Mengetahui jumlah uang yang harus dibayarkan, lantas Bu Minah segera memberikan uang berjumlah lima belas ribu  rupiah kepada mang Cecep.

“Ini mang uangnya!”
“Iya Bu  saya terima, ini kembaliannya dua ribu rubiah. Jawab mang Cecep sambil memberikan uang kembalian.
“Oh..! tidak usah mang, yang dua ribu  buat disimpan mang Cecep aja,” jawab Bu Minah.
“Iya Bu, terimakasih banyak. 

“Bu Minah, kalau saya boleh tahu kenapa hari ini di sekitar komplek kok menjadi sangat sepi yah? ibu -ibu yang lain pada kemana ya bu? Tumben banget jadi sangat sepi! Karena biasanya sebelum mang Cepep datang mereka sudah berkumpul di depan sini loh Bu!. Ucap mang Cecep seolah menjelaskan sambil tangannya mengacungkan ke arah pohon mangga biasa para ibu-ibu berkumpul.

“Nah itu dia masalahnya mang!. Semenjak ada virus corona, banyak warga yang berada didalam rumah. Tidak ada yang berani keluar, apalagi sampai menghadiri acara tertentu. Ini sangat berbahaya sekali mang, bisa menimbulkan munculnya virus. Karena virus itu ada dimana-mana, termasuk kalau ada orang yang baru datang ke desa ini pasti banyak warga merasa yang curiga.

“Oh..! seperti itu ya Bu! Pantas aja tempat ini jadi sangat sepi, seperti tidak ada warga dirumah.

“Iya, mang! Ini juga kan bagian dari himbauan pemerintah juga untuk selalu tetap waspada tidak keluar rumah sampai dengan batas waktu sudah membaik lagi.
“Iya Bu , terimakasih informasinya. Maaf kalau misalnya tadi mang Cecep lancang sampai mengetuk pintu rumah Bu Minah segala. Kalau begitu saya mau langsung pamit aja ya bu?. Assalamualaikum. Ucap mang Cecep berpamitan.

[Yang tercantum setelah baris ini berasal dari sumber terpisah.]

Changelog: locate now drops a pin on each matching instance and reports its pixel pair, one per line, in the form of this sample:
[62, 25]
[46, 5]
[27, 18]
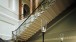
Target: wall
[8, 18]
[66, 28]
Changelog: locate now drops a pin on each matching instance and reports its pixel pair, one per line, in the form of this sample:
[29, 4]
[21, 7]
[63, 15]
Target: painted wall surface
[8, 18]
[64, 30]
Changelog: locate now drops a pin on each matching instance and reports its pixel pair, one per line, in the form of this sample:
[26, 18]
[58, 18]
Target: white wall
[8, 18]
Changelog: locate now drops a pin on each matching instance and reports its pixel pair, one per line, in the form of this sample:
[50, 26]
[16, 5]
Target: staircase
[46, 12]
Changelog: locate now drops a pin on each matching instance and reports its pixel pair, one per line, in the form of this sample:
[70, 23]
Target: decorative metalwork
[43, 6]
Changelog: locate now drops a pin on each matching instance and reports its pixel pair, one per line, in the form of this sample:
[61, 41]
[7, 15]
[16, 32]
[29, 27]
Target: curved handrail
[30, 15]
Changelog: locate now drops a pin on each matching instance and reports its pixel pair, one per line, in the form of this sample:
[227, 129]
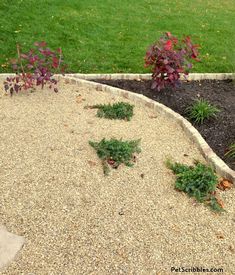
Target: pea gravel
[75, 220]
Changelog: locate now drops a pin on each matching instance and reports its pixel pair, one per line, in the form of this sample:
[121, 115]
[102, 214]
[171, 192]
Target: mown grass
[112, 35]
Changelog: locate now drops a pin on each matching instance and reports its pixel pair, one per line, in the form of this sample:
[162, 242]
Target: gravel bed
[75, 220]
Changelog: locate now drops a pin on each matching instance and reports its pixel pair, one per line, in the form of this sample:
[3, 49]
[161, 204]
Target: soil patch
[77, 221]
[219, 133]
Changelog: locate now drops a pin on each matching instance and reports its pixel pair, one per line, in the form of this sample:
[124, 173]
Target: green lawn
[112, 35]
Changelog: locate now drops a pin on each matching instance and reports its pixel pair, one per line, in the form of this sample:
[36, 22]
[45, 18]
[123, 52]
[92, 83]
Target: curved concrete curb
[218, 164]
[10, 244]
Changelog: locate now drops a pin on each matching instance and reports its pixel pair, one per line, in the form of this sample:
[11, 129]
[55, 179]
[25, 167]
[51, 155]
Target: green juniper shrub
[113, 152]
[198, 181]
[119, 110]
[231, 152]
[201, 110]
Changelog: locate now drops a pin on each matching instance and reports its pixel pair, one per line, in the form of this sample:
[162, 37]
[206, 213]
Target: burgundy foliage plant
[170, 57]
[35, 68]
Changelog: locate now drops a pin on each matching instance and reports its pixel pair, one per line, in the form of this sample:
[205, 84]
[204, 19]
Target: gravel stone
[77, 221]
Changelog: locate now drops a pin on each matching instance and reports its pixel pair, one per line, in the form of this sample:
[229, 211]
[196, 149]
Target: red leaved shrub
[168, 58]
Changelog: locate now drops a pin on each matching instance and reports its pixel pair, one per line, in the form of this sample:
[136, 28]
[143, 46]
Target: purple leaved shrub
[168, 58]
[35, 68]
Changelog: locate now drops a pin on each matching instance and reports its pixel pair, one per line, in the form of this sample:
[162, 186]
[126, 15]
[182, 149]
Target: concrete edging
[217, 163]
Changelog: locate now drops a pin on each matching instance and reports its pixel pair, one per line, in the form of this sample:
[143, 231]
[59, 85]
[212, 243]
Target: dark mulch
[220, 132]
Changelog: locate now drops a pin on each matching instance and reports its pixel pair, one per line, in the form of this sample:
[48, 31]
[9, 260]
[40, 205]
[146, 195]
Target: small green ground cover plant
[231, 151]
[119, 110]
[201, 110]
[114, 152]
[198, 181]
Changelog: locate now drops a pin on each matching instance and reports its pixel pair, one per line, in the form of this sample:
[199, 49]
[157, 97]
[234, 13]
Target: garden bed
[220, 132]
[74, 219]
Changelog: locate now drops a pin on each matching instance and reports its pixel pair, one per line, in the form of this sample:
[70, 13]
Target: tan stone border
[81, 80]
[218, 164]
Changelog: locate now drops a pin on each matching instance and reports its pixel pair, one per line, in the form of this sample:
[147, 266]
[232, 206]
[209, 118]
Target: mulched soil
[218, 132]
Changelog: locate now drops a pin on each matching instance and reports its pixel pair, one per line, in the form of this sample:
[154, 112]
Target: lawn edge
[215, 161]
[121, 76]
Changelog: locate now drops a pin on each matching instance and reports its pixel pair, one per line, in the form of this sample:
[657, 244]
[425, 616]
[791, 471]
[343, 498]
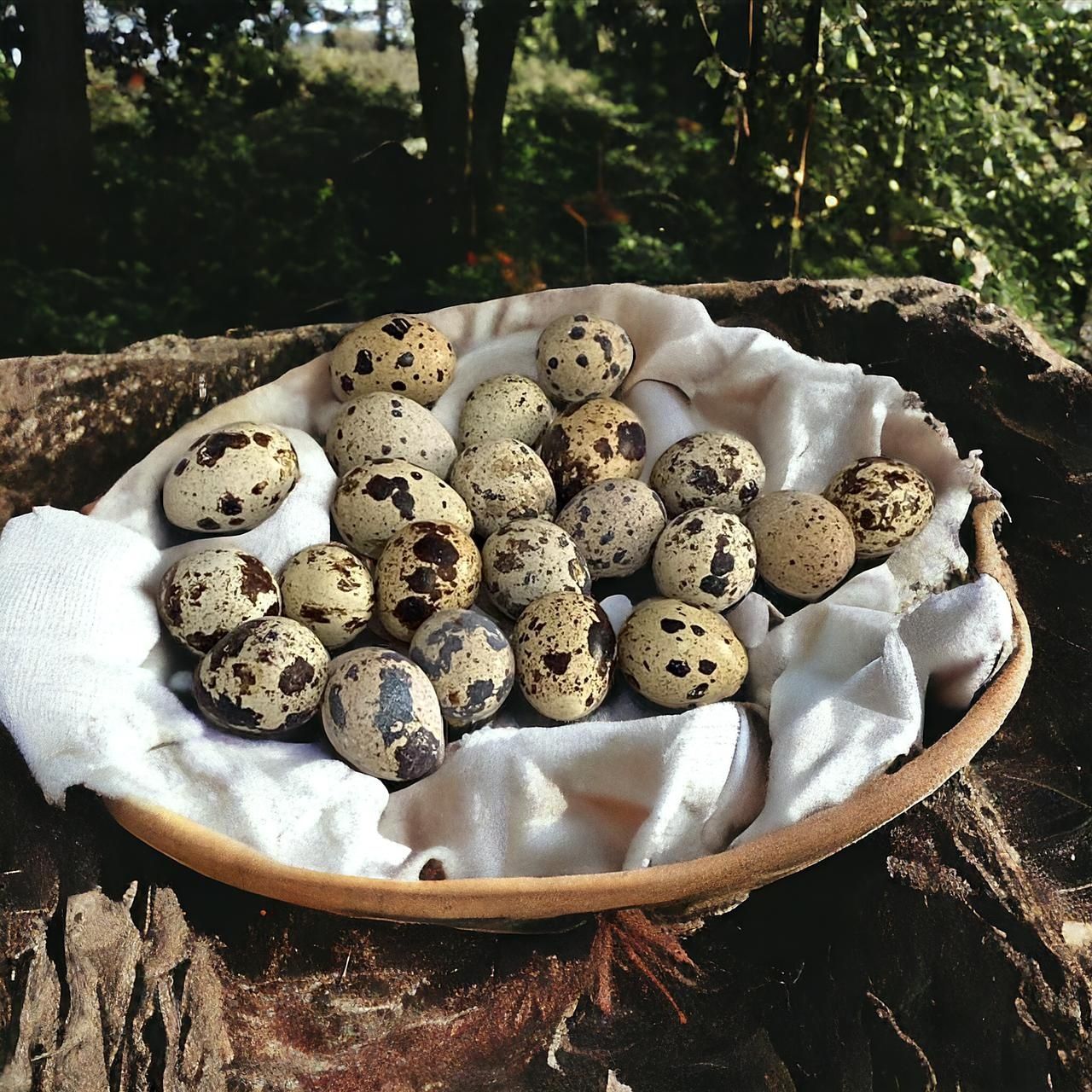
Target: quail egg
[511, 406]
[530, 558]
[381, 714]
[328, 589]
[230, 479]
[615, 526]
[502, 480]
[805, 545]
[203, 596]
[679, 655]
[397, 353]
[468, 662]
[594, 441]
[381, 425]
[264, 678]
[713, 470]
[382, 496]
[705, 557]
[565, 655]
[584, 355]
[886, 502]
[426, 566]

“Ah..! iya mang tidak apa-apa. Memang kita harus saling mengingatkan. Walaikumsalam. Balas Bu  Minah lagi.

Setelah itu mang Cecep pergi meninggalkan rumah Bu Minah. Namun, pada saat mang Cecep hendak menghidupkan kendaraannya ia menoleh ke arah Bu Minah. Dilihatnya Bu Minah sedang membersihkan lantai dimana mang Cecep tadi berdiri di tempat itu.

Bu Minah terus menyemprotkan cairan pada bagian lantai dan meja hingga berulang kali. Setelah itu, Bu Minah segera masuk dan menutup pintu. Melihat kejadian tersebut lantas mang Cecep juga segera pergi. 

Dalam perjalanan, mang Cecep merasa ragu untuk sekedar membunyikan klakson atau berucap tentang kata yang menjadi khasnya saat berjualan sayuran. Didalam hatinya ia merasa sedih, apakah sayuran yang ia bawa juga terdapat virus-virus corona yang menempel. 

Karena merasa penasaran, lalu ia membalikkan pandangannya kearah belakang dan melihat bungkusan plastik yang berisi sayuran yang masih banyak belum laku terjual. Hemm!!! Sambil menggelengkan kepala.


“Sayur-sayur! sayurane Bu …….!!  Sayyyyuuuuuuur!!! Tin-tin, ucap mang Cecep dalam hati.